The researchers wanted to investigate whether core training could influence upper or lower body strength, or jumping and sprinting performance measures. They also wanted to see whether traditional core exercises like sit-ups produced different results from more modern, static exercises like planks.

So they recruited 10 untrained college students and randomly assigned them to either a traditional core-training group or a modern core-training group.Both groups then performed three exercises, twice a week for six weeks. The traditional group performed the bent knee sit-up, the cross curl-up and the trunk extension. The modern group used the curl-up, side-bridge and bird dog exercises.

Before and after the 6-week core-training programs, the subjects performed a vertical jump test, a pro agility test, a 10-yard sprint, a maximum strength machine bench press, a maximum strength machine back squat and three core endurance tests

What happened?

The researchers found that neither core-training group improved in any measure of sports performance, including the vertical jump, pro agility run, and 10-yard dash. However, each group improved some of the core endurance exercises, as you might expect, plus one of the strength measures, as the chart below shows.

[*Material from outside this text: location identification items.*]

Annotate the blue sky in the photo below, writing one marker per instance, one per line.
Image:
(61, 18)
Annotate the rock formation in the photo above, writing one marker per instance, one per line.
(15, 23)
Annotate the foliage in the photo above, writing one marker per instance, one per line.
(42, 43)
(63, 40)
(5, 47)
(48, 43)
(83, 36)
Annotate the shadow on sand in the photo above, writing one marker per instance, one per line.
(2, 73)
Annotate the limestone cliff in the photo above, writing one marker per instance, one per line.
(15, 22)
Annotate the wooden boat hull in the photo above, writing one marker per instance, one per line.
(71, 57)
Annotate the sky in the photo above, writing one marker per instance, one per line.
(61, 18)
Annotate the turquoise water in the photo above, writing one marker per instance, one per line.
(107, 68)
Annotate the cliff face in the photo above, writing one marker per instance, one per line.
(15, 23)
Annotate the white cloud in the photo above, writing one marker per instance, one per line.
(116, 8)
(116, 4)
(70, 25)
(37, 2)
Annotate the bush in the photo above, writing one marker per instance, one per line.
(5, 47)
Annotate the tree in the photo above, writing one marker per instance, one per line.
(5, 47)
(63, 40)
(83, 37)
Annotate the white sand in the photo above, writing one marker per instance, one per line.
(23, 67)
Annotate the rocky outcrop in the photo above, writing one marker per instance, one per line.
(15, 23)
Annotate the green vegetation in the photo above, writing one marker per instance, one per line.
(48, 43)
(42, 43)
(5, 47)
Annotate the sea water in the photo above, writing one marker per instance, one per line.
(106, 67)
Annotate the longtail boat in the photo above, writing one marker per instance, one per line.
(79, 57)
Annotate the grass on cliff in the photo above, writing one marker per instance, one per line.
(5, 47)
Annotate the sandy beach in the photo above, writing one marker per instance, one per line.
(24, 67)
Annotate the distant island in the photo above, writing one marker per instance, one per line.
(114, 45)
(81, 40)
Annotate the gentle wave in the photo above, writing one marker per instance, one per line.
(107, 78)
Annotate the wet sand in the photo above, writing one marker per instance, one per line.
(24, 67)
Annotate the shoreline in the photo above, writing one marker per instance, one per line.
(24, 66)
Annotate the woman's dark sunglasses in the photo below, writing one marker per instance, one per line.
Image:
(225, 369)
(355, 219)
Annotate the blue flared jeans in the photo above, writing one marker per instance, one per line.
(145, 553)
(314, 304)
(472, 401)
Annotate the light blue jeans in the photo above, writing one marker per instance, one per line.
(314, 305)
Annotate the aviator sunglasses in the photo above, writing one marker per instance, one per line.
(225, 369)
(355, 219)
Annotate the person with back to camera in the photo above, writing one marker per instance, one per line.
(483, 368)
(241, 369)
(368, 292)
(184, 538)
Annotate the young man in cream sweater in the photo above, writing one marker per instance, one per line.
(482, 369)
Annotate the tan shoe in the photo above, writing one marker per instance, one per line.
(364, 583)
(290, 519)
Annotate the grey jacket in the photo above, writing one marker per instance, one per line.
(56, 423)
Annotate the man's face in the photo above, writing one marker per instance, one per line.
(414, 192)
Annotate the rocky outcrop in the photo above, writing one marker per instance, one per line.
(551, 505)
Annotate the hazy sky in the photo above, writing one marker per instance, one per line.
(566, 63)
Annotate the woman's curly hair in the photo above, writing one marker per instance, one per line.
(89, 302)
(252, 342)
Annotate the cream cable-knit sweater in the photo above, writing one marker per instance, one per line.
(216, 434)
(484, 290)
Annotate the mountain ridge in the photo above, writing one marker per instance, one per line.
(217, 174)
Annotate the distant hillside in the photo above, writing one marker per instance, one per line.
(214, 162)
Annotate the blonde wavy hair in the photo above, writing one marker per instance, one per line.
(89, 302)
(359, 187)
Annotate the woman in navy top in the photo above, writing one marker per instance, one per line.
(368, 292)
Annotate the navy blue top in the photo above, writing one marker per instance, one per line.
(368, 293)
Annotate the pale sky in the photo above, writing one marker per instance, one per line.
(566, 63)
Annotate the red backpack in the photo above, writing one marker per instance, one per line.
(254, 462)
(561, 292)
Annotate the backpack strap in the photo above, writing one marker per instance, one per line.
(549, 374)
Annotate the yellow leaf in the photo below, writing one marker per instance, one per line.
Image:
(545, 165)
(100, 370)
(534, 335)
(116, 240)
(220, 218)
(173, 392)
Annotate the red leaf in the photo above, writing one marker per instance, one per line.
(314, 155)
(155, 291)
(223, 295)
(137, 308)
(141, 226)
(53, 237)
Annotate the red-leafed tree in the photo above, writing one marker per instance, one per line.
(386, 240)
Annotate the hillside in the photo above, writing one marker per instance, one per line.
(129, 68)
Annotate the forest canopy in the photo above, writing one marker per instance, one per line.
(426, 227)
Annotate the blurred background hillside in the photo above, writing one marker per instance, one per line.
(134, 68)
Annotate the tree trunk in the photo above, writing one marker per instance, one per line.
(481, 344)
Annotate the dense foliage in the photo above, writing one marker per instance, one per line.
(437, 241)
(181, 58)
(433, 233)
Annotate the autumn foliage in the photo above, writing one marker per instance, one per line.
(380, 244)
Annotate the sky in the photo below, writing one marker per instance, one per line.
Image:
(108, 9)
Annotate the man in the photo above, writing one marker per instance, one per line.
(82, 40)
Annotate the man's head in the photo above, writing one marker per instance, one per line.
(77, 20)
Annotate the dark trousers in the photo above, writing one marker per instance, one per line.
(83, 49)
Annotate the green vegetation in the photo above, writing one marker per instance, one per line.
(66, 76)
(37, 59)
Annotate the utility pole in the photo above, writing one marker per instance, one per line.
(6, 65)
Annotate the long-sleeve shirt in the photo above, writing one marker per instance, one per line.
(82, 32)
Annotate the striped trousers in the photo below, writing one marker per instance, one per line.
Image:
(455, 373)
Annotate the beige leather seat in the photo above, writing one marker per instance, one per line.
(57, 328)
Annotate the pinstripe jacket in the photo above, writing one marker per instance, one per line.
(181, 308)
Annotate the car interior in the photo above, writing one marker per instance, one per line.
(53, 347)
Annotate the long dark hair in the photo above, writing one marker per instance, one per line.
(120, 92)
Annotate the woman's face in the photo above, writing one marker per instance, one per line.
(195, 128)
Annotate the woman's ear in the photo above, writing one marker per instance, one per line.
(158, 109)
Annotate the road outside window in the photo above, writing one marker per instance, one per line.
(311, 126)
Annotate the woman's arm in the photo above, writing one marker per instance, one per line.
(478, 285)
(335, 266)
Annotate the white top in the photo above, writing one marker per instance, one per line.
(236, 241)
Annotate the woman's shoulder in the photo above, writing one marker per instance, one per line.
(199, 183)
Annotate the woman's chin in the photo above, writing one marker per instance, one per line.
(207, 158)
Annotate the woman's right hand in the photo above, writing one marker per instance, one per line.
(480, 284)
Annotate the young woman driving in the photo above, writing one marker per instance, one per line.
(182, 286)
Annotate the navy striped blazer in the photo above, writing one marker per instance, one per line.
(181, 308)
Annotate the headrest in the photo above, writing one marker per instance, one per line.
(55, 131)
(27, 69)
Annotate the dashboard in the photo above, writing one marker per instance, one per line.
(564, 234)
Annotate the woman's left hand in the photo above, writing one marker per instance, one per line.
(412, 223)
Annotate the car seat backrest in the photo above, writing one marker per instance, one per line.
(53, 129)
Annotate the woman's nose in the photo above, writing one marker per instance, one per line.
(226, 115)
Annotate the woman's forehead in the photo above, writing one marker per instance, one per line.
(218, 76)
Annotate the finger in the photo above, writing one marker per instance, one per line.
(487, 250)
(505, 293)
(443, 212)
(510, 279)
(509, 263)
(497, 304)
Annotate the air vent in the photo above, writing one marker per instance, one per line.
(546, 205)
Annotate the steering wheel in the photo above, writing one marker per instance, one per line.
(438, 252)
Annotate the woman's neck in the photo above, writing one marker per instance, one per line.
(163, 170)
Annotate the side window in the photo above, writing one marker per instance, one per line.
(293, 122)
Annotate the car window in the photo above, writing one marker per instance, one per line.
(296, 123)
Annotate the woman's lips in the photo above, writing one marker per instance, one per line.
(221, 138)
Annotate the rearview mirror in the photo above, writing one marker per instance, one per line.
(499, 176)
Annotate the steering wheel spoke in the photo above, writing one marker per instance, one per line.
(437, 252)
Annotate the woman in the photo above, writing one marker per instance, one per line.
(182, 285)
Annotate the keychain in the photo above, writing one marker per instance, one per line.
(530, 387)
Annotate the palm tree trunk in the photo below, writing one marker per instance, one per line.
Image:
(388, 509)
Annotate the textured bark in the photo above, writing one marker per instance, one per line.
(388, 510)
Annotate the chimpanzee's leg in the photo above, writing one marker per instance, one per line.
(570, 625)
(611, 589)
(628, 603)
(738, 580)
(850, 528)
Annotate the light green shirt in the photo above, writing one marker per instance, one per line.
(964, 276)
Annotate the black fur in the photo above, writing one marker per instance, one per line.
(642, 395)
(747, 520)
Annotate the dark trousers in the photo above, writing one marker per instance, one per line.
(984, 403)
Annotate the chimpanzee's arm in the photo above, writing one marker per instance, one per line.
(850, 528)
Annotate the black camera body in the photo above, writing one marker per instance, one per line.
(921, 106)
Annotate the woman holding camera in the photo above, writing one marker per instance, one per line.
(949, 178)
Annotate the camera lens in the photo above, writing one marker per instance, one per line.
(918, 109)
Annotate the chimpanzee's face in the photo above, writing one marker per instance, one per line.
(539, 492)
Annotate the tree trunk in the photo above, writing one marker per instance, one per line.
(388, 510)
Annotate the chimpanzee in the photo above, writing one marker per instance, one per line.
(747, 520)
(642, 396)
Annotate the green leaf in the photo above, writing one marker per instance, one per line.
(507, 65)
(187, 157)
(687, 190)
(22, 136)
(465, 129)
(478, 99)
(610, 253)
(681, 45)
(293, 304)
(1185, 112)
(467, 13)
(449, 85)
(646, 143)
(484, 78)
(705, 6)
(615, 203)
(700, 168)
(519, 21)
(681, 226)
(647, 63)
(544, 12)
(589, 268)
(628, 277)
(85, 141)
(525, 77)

What did the researchers conclude?

The researchers concluded that core training does not improve jumping, agility, and sprinting performance, although it can improve some measures of upper or lower body strength, depending on the exercises used.

What does it mean for you?

If you want to improve your bench press or squat performance, don’t neglect core training. However, don’t trust core training to help improve your jumping or sprinting for sports.